Étaient également en lice dans la compétition des cinéastes plus confirmés, dont les films se sont révélés tout aussi réussis. En particulier Règle 34, de la Brésilienne Júlia Murat, Léopard d’or à Locarno, où Simone (formidable Sol Miranda) termine ses études de droit le jour, s’intéressant plus particulièrement aux violences sexistes et sexuelles, tandis que, la nuit, elle s’adonne à une sexualité sadomasochiste. Un paradoxe qui n’en est pas forcément un. Ainsi que Love Life, du Japonais Kōji Fukada, film familial et grave, nostalgique et bouleversant, un peu dans la tonalité du maître Hirokazu Kore-eda (1), dont, justement, le festival présentait en parallèle une rétrospective.
Une autre rétrospective intégrale a permis de mettre au jour le travail de Mike De Leon, présenté à Nantes par Vincent Paul-Boncour, directeur du distributeur Carlotta, qui prépare la sortie prochaine des films en salle. Parent pauvre du cinéma philippin, Mike De Leon a pourtant été l’un des fers de lance, aux côtés de Lino Brocka, de la nouvelle génération de réalisateurs qui a surgi dans les années 1970.
Capable de mêler, avec ironie, le film de genre, la critique du patriarcat et l’allégorie politique, De Leon a signé des œuvres à la mise en scène impressionnante. Tel Kisapmata (1981), où le petit théâtre tragique d’une famille sous l’emprise d’un père autoritaire et violent – la figure du dictateur Marcos n’étant pas loin – se déploie avec maestria dans une maison où un drame semble se tramer derrière chaque porte. Tous les plans y sont d’une justesse chirurgicale.
L’état du monde
La vague de documentaires indépendants, réalisés par ce qu’on a appelé la sixième génération de cinéastes chinois, s’est éteinte.

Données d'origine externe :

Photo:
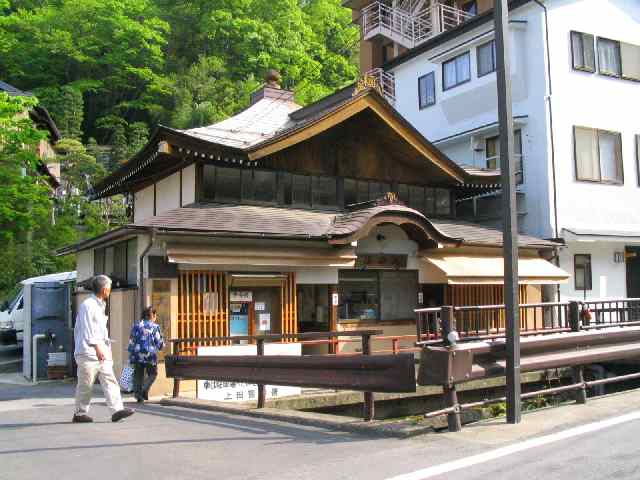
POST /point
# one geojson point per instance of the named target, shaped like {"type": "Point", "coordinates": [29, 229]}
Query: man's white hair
{"type": "Point", "coordinates": [100, 282]}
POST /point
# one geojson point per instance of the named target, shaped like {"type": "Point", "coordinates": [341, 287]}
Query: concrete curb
{"type": "Point", "coordinates": [389, 429]}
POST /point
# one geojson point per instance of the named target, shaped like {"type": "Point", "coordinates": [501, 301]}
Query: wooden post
{"type": "Point", "coordinates": [262, 393]}
{"type": "Point", "coordinates": [369, 402]}
{"type": "Point", "coordinates": [451, 400]}
{"type": "Point", "coordinates": [578, 371]}
{"type": "Point", "coordinates": [333, 316]}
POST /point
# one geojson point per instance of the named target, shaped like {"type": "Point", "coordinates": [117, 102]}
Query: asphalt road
{"type": "Point", "coordinates": [37, 440]}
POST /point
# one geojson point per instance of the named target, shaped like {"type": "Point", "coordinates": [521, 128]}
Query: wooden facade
{"type": "Point", "coordinates": [203, 304]}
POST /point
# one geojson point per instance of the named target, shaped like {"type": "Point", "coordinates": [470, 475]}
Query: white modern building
{"type": "Point", "coordinates": [575, 72]}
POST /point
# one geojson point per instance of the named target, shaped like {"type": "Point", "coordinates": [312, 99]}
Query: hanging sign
{"type": "Point", "coordinates": [240, 296]}
{"type": "Point", "coordinates": [389, 261]}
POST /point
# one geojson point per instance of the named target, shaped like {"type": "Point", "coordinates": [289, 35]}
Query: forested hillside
{"type": "Point", "coordinates": [112, 69]}
{"type": "Point", "coordinates": [108, 71]}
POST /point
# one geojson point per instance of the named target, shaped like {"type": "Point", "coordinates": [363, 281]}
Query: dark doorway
{"type": "Point", "coordinates": [632, 257]}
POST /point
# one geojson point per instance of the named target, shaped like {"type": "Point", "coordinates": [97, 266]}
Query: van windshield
{"type": "Point", "coordinates": [15, 301]}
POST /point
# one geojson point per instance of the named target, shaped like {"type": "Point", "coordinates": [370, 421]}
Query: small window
{"type": "Point", "coordinates": [609, 57]}
{"type": "Point", "coordinates": [630, 58]}
{"type": "Point", "coordinates": [582, 52]}
{"type": "Point", "coordinates": [284, 188]}
{"type": "Point", "coordinates": [582, 271]}
{"type": "Point", "coordinates": [416, 198]}
{"type": "Point", "coordinates": [598, 155]}
{"type": "Point", "coordinates": [427, 90]}
{"type": "Point", "coordinates": [264, 184]}
{"type": "Point", "coordinates": [486, 58]}
{"type": "Point", "coordinates": [638, 157]}
{"type": "Point", "coordinates": [429, 201]}
{"type": "Point", "coordinates": [470, 7]}
{"type": "Point", "coordinates": [456, 71]}
{"type": "Point", "coordinates": [324, 192]}
{"type": "Point", "coordinates": [443, 202]}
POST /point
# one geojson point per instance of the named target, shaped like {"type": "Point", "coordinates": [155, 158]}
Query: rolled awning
{"type": "Point", "coordinates": [488, 270]}
{"type": "Point", "coordinates": [195, 254]}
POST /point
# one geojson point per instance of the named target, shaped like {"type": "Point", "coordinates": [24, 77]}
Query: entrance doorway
{"type": "Point", "coordinates": [255, 311]}
{"type": "Point", "coordinates": [632, 258]}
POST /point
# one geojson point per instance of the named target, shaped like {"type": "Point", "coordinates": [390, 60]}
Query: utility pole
{"type": "Point", "coordinates": [510, 219]}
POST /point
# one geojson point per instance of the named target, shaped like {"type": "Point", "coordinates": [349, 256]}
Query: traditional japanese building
{"type": "Point", "coordinates": [284, 219]}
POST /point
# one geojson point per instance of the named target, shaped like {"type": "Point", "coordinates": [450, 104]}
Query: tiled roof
{"type": "Point", "coordinates": [258, 123]}
{"type": "Point", "coordinates": [482, 235]}
{"type": "Point", "coordinates": [244, 219]}
{"type": "Point", "coordinates": [279, 222]}
{"type": "Point", "coordinates": [13, 91]}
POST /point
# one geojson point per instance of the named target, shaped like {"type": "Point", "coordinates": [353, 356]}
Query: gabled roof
{"type": "Point", "coordinates": [251, 221]}
{"type": "Point", "coordinates": [272, 124]}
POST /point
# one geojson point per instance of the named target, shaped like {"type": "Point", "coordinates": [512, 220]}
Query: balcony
{"type": "Point", "coordinates": [384, 82]}
{"type": "Point", "coordinates": [410, 23]}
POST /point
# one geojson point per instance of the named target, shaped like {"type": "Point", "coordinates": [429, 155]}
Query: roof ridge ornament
{"type": "Point", "coordinates": [366, 82]}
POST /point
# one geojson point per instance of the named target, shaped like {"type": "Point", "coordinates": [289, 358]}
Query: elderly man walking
{"type": "Point", "coordinates": [93, 355]}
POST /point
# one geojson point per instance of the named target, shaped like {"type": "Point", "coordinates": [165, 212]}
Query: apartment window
{"type": "Point", "coordinates": [486, 58]}
{"type": "Point", "coordinates": [630, 58]}
{"type": "Point", "coordinates": [582, 271]}
{"type": "Point", "coordinates": [598, 155]}
{"type": "Point", "coordinates": [427, 90]}
{"type": "Point", "coordinates": [456, 71]}
{"type": "Point", "coordinates": [609, 57]}
{"type": "Point", "coordinates": [470, 7]}
{"type": "Point", "coordinates": [492, 153]}
{"type": "Point", "coordinates": [582, 52]}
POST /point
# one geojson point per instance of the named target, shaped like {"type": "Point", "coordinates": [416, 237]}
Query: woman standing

Pour scruter l’état du monde, qui ne porte pas à l’optimisme, les conditions de production des films constituent un bon thermomètre. La période noire qu’a connue le cinéma brésilien devrait s’achever avec la victoire de Lula. En revanche, une grande inquiétude pèse sur la Chine. « La vague de documentaires indépendants, réalisés par ce qu’on a appelé la sixième génération de cinéastes chinois, avec Wang Bing et bien d’autres, s’est éteinte, explique Jérôme Baron. Ces films-là sont devenus quasiment impossibles à faire. Il ne nous en arrive plus. Aujourd’hui, les cinéastes ont peur. Wang Bing vit à Paris, quelques-uns se sont installés aux États-Unis. Ils font des allers-retours en Chine mais ont une carte de résident à l’étranger. »
Autre lieu, autre problème : en Argentine, les budgets sont infaisables tant la monnaie varie dans des proportions considérables en quelques jours. En Inde, sous le régime de Modi, qui incline vers la dictature, la situation est considérée comme intenable. « Pourtant, constate Jérôme Baron, des films se font, comme Shivamma, que nous avons mis en compétition. Son réalisateur, Jaishankar Aryar, est un pur autodidacte. Quelques producteurs, comme Rishab Shetty ou Anurag Kashyap, eux-mêmes cinéastes, repèrent des gens qui savent faire des plans. Et leur donnent leur chance. » Pas de miracle, donc, mais des professionnels soucieux de promouvoir de jeunes artistes. Voilà bien le maître mot du festival des 3 Continents : la transmission.